The research reported herein was performed pursuant to a grant from the U.S. Social Security Administration (SSA) funded as part of the Retirement Research Consortium. The opinions and conclusions expressed are solely those of the author(s) and do not represent the opinions or policy of SSA or any agency of the federal government. Neither the United States Government nor any agency thereof, nor any of their employees, makes any warranty, express or implied, or assumes any legal liability or responsibility for the accuracy, completeness, or usefulness of the contents of this report. Reference herein to any specific commercial product, process or service by trade name, trademark, manufacturer, or otherwise does not necessarily constitute or imply endorsement, recommendation or favoring by the United States Government or any agency thereof.

3 comments
Marguerite

This is a worrisome problem for those seniors who have Social Security as their only asset, as well as for those who have considerable assets.

You mentioned a shrinking pool of family members available to help and, unfortunately, as seniors age, their children can pre-decease them. This happened in my case when my 71 yr. old sister died before my then 95 year old mother. Other family members may live a distance and not really be involved in the daily travails of having to handle the myriad of problems associated with the parent who has dementia, and they may not even be aware of the parent’s monetary outlays as applied to their budget.

For those caregivers who live a distance, the SSA Representative Payee program might be a good choice. And having Power of Attorney, although not the same thing, is another option for a trusted and capable member of the family who lives nearby. While I know financial abuse can occur in families, there are also instances of outside caregivers taking financial advantage of elderly infirm dementia patients; un-authorized use of credit cards included. Unfortunately, these “shorn lambs” are easy prey for the unprincipled.

The Alzheimer’s Association can be a good resource. They have a short booklet which is available and is chock full of useful information.

My mother lived to be 98. She had Alzheimers and needed constant care for the last 4 years of her life. It’s always a shock when someone you’ve been close to, for so long, becomes a ghost of their former self. I was not a helicopter parent but was a helicopter child, as that is what you become when your beloved parent needs you and is helpless. You become the buffer between them and the world. I had only the help of my wonderful husband and my faith in a merciful God.

Diann Miller

This is a huge problem. Caregivers have one of the hardest jobs in the world. It’s necessary but so hard. Thank you for this post, I found it helpful. Coming into this phase of life involves additional tasks, responsibilities and unfortunate events. I recently helped my husband through the loss of his mother and my best friend lost her sister recently. I struggled with this new role of “how to be there” in the appropriate ways. I can’t recommend this book enough: When Their World Stops by Anne-Marie Lockmyer. Grief and loss happen throughout our lives, it seems now more than ever before. Knowing how to be there for someone is such an invaluable tool. I found this book here.

Diann Miller

This is a huge problem.

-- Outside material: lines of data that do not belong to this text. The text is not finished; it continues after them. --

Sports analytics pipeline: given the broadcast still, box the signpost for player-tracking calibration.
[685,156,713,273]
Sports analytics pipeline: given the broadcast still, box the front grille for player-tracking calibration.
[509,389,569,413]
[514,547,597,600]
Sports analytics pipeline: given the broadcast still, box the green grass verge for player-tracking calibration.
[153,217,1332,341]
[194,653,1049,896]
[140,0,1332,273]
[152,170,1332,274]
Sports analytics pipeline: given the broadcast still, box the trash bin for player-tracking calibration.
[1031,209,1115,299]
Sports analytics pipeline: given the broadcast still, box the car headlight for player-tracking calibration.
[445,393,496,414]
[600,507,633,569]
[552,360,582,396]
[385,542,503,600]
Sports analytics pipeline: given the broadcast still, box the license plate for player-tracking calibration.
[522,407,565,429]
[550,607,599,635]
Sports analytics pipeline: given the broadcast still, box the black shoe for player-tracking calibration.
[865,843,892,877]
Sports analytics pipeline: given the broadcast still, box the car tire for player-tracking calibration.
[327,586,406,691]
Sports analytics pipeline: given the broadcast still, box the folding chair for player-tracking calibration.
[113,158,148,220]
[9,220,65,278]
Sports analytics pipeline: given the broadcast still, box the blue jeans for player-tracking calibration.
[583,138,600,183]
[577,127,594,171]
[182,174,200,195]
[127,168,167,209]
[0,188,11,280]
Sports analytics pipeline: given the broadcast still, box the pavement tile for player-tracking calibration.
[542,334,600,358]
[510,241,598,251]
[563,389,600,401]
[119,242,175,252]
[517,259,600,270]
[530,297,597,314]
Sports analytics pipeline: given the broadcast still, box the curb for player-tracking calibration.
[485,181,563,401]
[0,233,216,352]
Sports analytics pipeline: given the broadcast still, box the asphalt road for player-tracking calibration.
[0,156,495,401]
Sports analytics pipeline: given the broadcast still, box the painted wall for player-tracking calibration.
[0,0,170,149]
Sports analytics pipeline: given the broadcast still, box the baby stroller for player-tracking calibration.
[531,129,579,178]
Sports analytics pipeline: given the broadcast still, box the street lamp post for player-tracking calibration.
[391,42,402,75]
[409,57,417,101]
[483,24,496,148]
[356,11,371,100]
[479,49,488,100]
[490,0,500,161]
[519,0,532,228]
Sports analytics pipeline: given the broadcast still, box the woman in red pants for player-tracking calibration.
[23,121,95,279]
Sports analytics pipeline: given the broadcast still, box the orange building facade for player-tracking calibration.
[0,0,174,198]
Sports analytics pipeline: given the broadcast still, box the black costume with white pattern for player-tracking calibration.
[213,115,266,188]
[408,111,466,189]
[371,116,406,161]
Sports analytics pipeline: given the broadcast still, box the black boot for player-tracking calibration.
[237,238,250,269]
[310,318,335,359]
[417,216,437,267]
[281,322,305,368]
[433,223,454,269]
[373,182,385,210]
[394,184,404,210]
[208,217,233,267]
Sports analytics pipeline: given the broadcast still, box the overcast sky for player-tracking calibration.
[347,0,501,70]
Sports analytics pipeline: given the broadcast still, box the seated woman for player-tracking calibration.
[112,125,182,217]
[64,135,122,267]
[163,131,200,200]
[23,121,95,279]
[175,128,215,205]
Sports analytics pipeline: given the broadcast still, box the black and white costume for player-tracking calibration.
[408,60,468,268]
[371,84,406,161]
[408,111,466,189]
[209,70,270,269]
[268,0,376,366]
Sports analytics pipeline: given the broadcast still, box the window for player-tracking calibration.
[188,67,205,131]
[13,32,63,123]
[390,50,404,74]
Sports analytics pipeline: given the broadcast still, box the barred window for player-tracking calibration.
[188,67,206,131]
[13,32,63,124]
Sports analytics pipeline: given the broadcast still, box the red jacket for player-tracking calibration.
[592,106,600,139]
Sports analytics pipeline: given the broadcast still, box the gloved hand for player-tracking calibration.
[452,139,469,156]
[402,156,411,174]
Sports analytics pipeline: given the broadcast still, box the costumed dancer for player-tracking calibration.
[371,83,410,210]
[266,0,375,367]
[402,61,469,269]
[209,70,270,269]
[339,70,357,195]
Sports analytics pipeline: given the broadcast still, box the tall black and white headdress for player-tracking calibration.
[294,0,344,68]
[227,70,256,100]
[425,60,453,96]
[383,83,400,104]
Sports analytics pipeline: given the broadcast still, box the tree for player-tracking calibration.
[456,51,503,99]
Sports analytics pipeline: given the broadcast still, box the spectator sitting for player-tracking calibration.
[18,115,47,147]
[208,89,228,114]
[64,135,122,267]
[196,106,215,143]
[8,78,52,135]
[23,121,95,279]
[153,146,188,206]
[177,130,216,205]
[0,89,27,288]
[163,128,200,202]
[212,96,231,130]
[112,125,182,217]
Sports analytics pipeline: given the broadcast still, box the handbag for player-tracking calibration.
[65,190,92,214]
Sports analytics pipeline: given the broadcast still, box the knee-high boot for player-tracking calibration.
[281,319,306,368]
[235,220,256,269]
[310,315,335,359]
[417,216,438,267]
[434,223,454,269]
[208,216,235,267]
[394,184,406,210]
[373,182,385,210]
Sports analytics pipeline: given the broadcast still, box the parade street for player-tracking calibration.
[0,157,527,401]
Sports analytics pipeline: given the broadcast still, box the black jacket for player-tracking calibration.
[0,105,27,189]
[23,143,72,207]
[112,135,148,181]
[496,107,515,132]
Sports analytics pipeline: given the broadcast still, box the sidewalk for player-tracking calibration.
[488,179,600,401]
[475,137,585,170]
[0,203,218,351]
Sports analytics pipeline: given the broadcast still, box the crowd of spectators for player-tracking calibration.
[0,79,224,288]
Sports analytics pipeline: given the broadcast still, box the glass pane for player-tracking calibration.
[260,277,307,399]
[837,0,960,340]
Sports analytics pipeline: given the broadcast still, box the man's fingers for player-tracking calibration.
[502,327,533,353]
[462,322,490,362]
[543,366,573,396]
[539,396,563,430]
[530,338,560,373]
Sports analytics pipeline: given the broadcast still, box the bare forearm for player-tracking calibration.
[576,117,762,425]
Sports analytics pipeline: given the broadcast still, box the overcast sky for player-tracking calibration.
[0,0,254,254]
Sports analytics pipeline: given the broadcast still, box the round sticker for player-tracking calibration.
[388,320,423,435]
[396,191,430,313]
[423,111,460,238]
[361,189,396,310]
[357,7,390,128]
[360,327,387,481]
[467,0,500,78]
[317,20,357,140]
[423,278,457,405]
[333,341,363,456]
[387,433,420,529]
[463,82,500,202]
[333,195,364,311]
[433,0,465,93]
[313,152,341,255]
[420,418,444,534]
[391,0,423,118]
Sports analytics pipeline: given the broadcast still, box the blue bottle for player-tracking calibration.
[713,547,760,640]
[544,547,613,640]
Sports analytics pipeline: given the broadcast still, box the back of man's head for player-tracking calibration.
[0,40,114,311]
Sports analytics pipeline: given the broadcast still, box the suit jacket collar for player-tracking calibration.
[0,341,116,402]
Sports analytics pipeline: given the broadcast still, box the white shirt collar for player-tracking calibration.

Caregivers have one of the hardest jobs in the world. It’s necessary but so hard. Thank you for this post, I found it helpful. Coming into this phase of life involves additional tasks, responsibilities and unfortunate events. I recently helped my husband through the loss of his mother and my best friend lost her sister recently. I struggled with this new role of “how to be there” in the appropriate ways. I can’t recommend this book enough: When Their World Stops by Anne-Marie Lockmyer. Grief and loss happen throughout our lives, it seems now more than ever before. Knowing how to be there for someone is such an invaluable tool. I found this book here.